Sunday, July 23, 2006

Strange Defeat, by Marc Bloch

Strange Defeat: A Statement of Evidence Written in 1940, by Marc Bloch

Marc Bloch was an officer in the French army during both world wars, joined the Resistance after the German Blitzkrieg, and was executed by the Nazis in 1944. This short tome details his opinions about why the French were so unprepared for the war. His reasons are different from the classical ones; it wasn’t that they were overconfident in the Maginot Line but instead that the High Command was simply too stodgy and unimaginative to adapt to the obvious modernizations of warfare.

I’ve been told this is one of the classic historical texts of WWI, but I had a very difficult time finishing this. Bloch is clearly passionate about his beliefs and his patriotism is both obvious and admirable. However, this struck me as a ten page essay crammed into almost 200 pages. He makes his point about the incompetence of the military command quickly and then spends the rest of the book giving fact after fact after fact for illustration. I don’t disagree with his reasoning, but he had me at hello and plodding through the rest of the book was a chore.

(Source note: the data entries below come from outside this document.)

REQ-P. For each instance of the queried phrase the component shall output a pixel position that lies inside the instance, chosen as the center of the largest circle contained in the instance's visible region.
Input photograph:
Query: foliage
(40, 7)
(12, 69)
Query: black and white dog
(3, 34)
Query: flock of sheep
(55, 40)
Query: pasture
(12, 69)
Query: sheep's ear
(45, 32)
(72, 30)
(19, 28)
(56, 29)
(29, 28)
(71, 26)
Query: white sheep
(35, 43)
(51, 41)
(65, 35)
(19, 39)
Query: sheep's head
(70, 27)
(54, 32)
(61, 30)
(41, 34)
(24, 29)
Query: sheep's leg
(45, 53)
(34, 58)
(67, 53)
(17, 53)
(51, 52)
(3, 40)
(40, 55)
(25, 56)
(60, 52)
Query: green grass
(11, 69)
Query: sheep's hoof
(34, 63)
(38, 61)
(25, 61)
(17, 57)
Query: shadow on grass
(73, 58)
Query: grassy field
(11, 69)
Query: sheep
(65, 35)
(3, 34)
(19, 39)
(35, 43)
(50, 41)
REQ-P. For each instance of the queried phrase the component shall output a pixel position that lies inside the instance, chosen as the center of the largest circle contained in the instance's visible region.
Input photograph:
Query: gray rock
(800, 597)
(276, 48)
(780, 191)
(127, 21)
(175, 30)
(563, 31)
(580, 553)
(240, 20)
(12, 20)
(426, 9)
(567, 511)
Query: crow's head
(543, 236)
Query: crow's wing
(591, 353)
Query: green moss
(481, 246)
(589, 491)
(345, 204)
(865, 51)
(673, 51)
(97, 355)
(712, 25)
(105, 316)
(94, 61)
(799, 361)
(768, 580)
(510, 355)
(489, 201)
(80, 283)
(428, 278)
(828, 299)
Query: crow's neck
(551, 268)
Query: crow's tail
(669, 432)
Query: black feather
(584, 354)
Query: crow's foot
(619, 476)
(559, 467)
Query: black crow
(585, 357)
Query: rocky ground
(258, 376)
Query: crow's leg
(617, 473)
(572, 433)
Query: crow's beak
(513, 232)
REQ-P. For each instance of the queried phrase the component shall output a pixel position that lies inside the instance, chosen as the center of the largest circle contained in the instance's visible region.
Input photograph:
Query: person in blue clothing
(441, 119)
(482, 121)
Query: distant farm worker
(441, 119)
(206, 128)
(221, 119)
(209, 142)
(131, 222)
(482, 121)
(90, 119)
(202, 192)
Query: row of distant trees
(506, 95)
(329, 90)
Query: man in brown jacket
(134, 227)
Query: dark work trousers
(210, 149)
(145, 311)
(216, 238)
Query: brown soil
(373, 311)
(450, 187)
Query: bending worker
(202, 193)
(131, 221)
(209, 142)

One interesting point that he did make towards the end was that while the High Command should shoulder most of the blame for the French collapse, the trade unions are not without fault, either. He states that unions naturally want to do “as little as possible, for the shortest time possible, in return for as much money as possible. ... However legitimate that point of view may be at other times, it is cruelly out of place then the very existence of one’s country is at stake.” As I have a low opinion of unions and believe that with our modern laws they are largely unnecessary in this country, I found this passage both accurate and amusing.

First Sentence:
Will these pages ever be published?—I cannot tell.